JSON is a native data format in many programming languages used in webscraping so it's an easy format to scrape regardless of the tooling.

Parsing JSON

Scraped JSON datasets can be huge, made up of several nested layers of objects and arrays. It's not uncommon to see JSON datasets with 1000+ keys so JSON parsing can quickly become very complex.

There are a few popular ways to deal with large JSON datasets. To start, recursive tools like object-scan and nested-lookup can be used to easily select nested keys:

nested-lookup provides a simple way to lookup nested keys

from nested_lookup import nested_lookup

data = {
    "a": {
        "b": {
            "email": "foo@example.com"
        }
    }
}
print(nested_lookup('email', data)[0])
"foo@example.com"

object-scan provides a simple way to lookup nested keys

const objectScan = require('object-scan');

const myNestedObject = {
  level1: {
    level2: {
      level3: {
        myTargetKey: 'value',
      },
    },
  },
};

const searchTerm = 'myTargetKey';
const result = objectScan([`**.${searchTerm}`], { joined: false })(myNestedObject);
console.log(result);
"value"

For more complex JSON parsing there are specialized query languages that can be used like CSS selectors and XPath are used for HTML:

  • jsonpath - query language similar to XPath
  • jmespath - query language similar to CSS selectors.

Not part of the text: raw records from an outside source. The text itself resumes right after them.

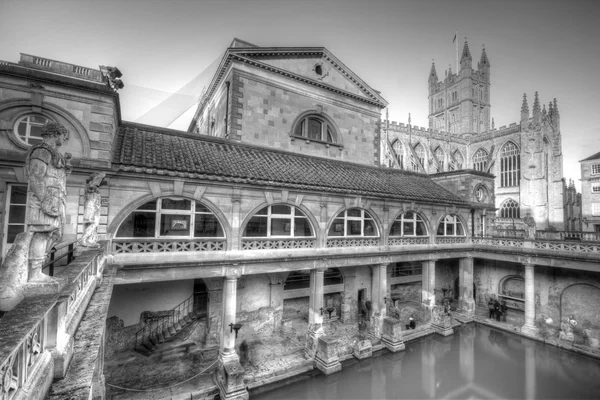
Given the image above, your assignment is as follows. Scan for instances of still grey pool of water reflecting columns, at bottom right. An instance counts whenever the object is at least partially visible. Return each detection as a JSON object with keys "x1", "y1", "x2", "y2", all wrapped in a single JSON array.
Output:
[{"x1": 251, "y1": 324, "x2": 600, "y2": 400}]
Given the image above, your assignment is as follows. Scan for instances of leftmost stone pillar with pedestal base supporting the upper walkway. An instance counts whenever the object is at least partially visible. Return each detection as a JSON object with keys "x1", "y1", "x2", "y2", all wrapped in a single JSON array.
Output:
[{"x1": 216, "y1": 274, "x2": 249, "y2": 400}]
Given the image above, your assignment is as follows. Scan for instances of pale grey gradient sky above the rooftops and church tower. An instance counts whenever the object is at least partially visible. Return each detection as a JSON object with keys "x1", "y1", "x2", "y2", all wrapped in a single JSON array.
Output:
[{"x1": 0, "y1": 0, "x2": 600, "y2": 190}]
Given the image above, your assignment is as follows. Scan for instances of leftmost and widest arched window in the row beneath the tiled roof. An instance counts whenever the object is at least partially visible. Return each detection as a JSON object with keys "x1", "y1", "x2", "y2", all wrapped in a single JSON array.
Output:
[{"x1": 116, "y1": 197, "x2": 225, "y2": 238}]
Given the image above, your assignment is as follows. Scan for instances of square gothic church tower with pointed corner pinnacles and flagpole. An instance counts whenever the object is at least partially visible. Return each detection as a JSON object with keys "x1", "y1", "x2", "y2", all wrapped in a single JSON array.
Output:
[{"x1": 429, "y1": 41, "x2": 490, "y2": 135}]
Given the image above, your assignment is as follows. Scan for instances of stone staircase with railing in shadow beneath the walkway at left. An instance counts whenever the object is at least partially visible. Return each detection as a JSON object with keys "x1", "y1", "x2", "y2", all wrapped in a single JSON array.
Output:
[{"x1": 134, "y1": 296, "x2": 200, "y2": 356}]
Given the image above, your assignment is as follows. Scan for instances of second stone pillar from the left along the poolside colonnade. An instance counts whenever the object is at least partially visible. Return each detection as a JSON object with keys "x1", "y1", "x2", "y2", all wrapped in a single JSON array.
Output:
[{"x1": 304, "y1": 268, "x2": 326, "y2": 358}]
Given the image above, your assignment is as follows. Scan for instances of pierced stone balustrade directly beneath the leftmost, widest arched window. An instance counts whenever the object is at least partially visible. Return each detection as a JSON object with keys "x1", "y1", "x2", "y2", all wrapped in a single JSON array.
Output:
[{"x1": 112, "y1": 238, "x2": 226, "y2": 254}]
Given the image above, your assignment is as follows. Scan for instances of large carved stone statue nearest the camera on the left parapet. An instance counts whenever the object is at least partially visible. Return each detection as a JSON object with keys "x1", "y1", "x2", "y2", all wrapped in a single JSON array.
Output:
[{"x1": 0, "y1": 122, "x2": 71, "y2": 311}]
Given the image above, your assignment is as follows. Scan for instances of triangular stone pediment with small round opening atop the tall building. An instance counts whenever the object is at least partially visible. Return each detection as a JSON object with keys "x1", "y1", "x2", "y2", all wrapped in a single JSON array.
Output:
[{"x1": 230, "y1": 47, "x2": 387, "y2": 104}]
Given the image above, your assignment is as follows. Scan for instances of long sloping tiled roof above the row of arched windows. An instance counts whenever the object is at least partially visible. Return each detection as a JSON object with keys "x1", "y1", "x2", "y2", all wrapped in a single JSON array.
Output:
[{"x1": 113, "y1": 123, "x2": 468, "y2": 206}]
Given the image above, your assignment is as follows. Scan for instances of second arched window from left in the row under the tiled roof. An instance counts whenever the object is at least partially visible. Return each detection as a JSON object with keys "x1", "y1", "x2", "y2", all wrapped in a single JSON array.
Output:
[{"x1": 244, "y1": 204, "x2": 313, "y2": 237}]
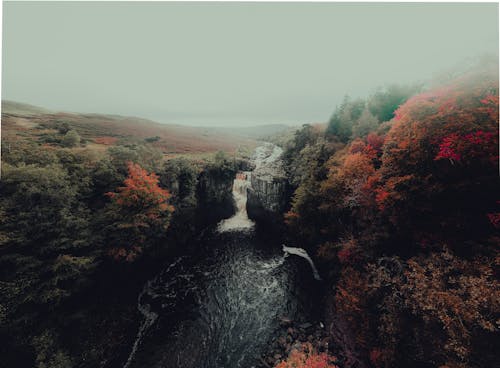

Both jsonpath and jmespath are available in many languages though differ from each other in syntax and features.

Jsonpath

Jsonpath is more similar to HTML's XPath notation allowing powerful navigation for working with nested keys. In particular, the .. selector (equivalent to XPath's //) is great for working with unreliable JSON structures.

from jsonpath_ng import jsonpath, parse

data = {
    "data": {
        "info": {
            "products": [
                {"price": 1, "_type": "product", "id": "123"}, 
                {"price": 2, "_type": "product", "id": "345"}
            ]
        }
    }
}
# select recursively for "products" key and the "price" key of each product
jsonpath_expr = parse('$..products[*].price')
for match in jsonpath_expr.find(data):
    print(match.value)
    # will print: 1, 2

Jmespath

On the other hand, while Jmespath doesn't support recursive selection it has powerful data reshaping capabilities:

import jmespath

data = {
  "data": {
      "info": {
          "products": [
              {"price": {"usd": 1}, "_type": "product", "id": "123"}, 
              {"price": {"usd": 2}, "_type": "product", "id": "345"}
          ]
      }
  }
}

# easily reshape nested dataset to flat structure:
jmespath.search("data.info.products[*].{id:id, price:price.usd}", data)
[
    {'id': '123', 'price': 1}, 
    {'id': '345', 'price': 2}
]

Both of these tools are very popular in modern web scraping when it comes to JSON data parsing.